2014 has ushered in many changes in the health care arena, including significant modifications to the Healthcare Common Procedure Coding System (HCPCS) for orthotics. It is helpful to revisit the chronology of events leading up to these changes to better understand how we arrived at this point.
Chronology of Events
February 9th, 2012: The Centers for Medicare & Medicaid Services (CMS) issued initial guidance identifying specific HCPCS codes that are considered Off-the-Shelf (OTS) orthotics and provided a 60-day comment period. CMS received approximately 185 comments, including comments from DJO.
August 13th, 2013: CMS issued a final list of OTS HCPCS codes, which included 24 new codes and descriptor changes for 63 codes. The majority of the changes centered on one critical element: codes were “split” into (1) OTS orthotics and (2) custom fitted products.

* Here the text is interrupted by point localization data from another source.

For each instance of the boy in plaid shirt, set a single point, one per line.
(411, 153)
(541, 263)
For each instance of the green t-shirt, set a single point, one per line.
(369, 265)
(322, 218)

December 12, 2013: CMS issued the 2014 DMEPOS Fee Schedule. The allowable amounts for the OTS codes were set at the same rates as the existing fees for the custom fitted codes, including a one (1) percent annual update.
January 1, 2014: The new codes became effective.
CMS Definitions
OTS Orthotics: Require minimal self-adjustment for appropriate use and do not require expertise in trimming, bending, molding, assembling, or customizing to fit the beneficiary. Minimal self-adjustment is an adjustment that the beneficiary, caretaker for the beneficiary, or a supplier of the device can perform and that does not require the services of a certified orthotist or an individual who has specialized training.
Custom Fitted Orthotics: Require fitting by someone with specialized education, training, and experience in fitting and certification and/or licensing.
Why would CMS split orthotic codes?
A. Only OTS orthotics are subject to competitive bidding. Before CMS is able to initiate competitive bidding for orthotics, the agency needed to clearly delineate which HCPCS codes are subject to the Competitive Bidding program (see below for more information about Competitive Bidding.).
Why is the reimbursement the same for the OTS codes and the Custom Fitted codes?
A. Under the Medicare Competitive Bidding program, DMEPOS suppliers compete to become Medicare contract suppliers by submitting bids to furnish certain items in competitive bidding areas, and CMS awards contracts to enough suppliers to meet beneficiary demand for the bid items. The new, lower payment amounts resulting from the competition replace the Medicare DMEPOS fee schedule amounts for the bid items in these areas. If CMS incorporates OTS orthotics in a future round of competitive bidding, the reimbursement rates will be adjusted downward for these codes. Revision of the existing DMEPOS fee schedule to reduce reimbursement for these codes is also possible in a process separate and apart from competitive bidding.
When will orthotics be part of the Competitive Bidding program?
A. The Medicare Modernization Act of 2003 (MMA) established the requirements for a Competitive Bidding Program for certain Durable Medical Equipment, Prosthetics, Orthotics, and Supplies (DMEPOS). At that time, OTS orthotics were identified as subject to competitive bidding. CMS has already included many other items in the Competitive Bidding program; orthotics is one of the remaining categories to be incorporated. CMS stated in December 2013 that it has not determined the schedule for seeking bids on OTS orthotics, but it will identify the specific OTS orthotic codes to be included in a competitive bidding program through program instructions or by other means. We are monitoring the situation closely.
Whom does CMS consider qualified to fit custom fitted orthotics?
A. As stated above, Custom Fitted orthotics must be fitted by a supplier with specialized education, training, and experience in fitting and certification and/or licensing. The supplier must also comply with the DMEPOS quality standards, including the standards for Custom Fitted Orthoses included in Appendix C of the standards. To date, CMS has not provided any further clarification to these requirements. However, CMS is proposing to release a long-awaited rule in May 2014 on the required qualifications for the fitting of custom fabricated orthotics. CMS has stated the following in respect to this rule: Historically, there has been no Medicare requirement that a supplier of prosthetics and custom fabricated orthotics be certified or meet educational requirements other than what a state law may require. This proposed rule would provide a basis to improve the quality of orthotics and prosthetics furnished to Medicare beneficiaries by establishing minimum national supplier and practitioner qualifications and accreditation requirements for DMEPOS suppliers.
How will DJO be handling the split HCPCS codes?
A. We are currently analyzing the new OTS codes in relation to our products. We will be recoding our products to OTS codes where appropriate. When products are furnished using a custom fitted HCPCS code, the supplier is required to meet certain quality standards, including documented intake and assessment. We will be providing further guidance around these requirements once our coding analysis is complete.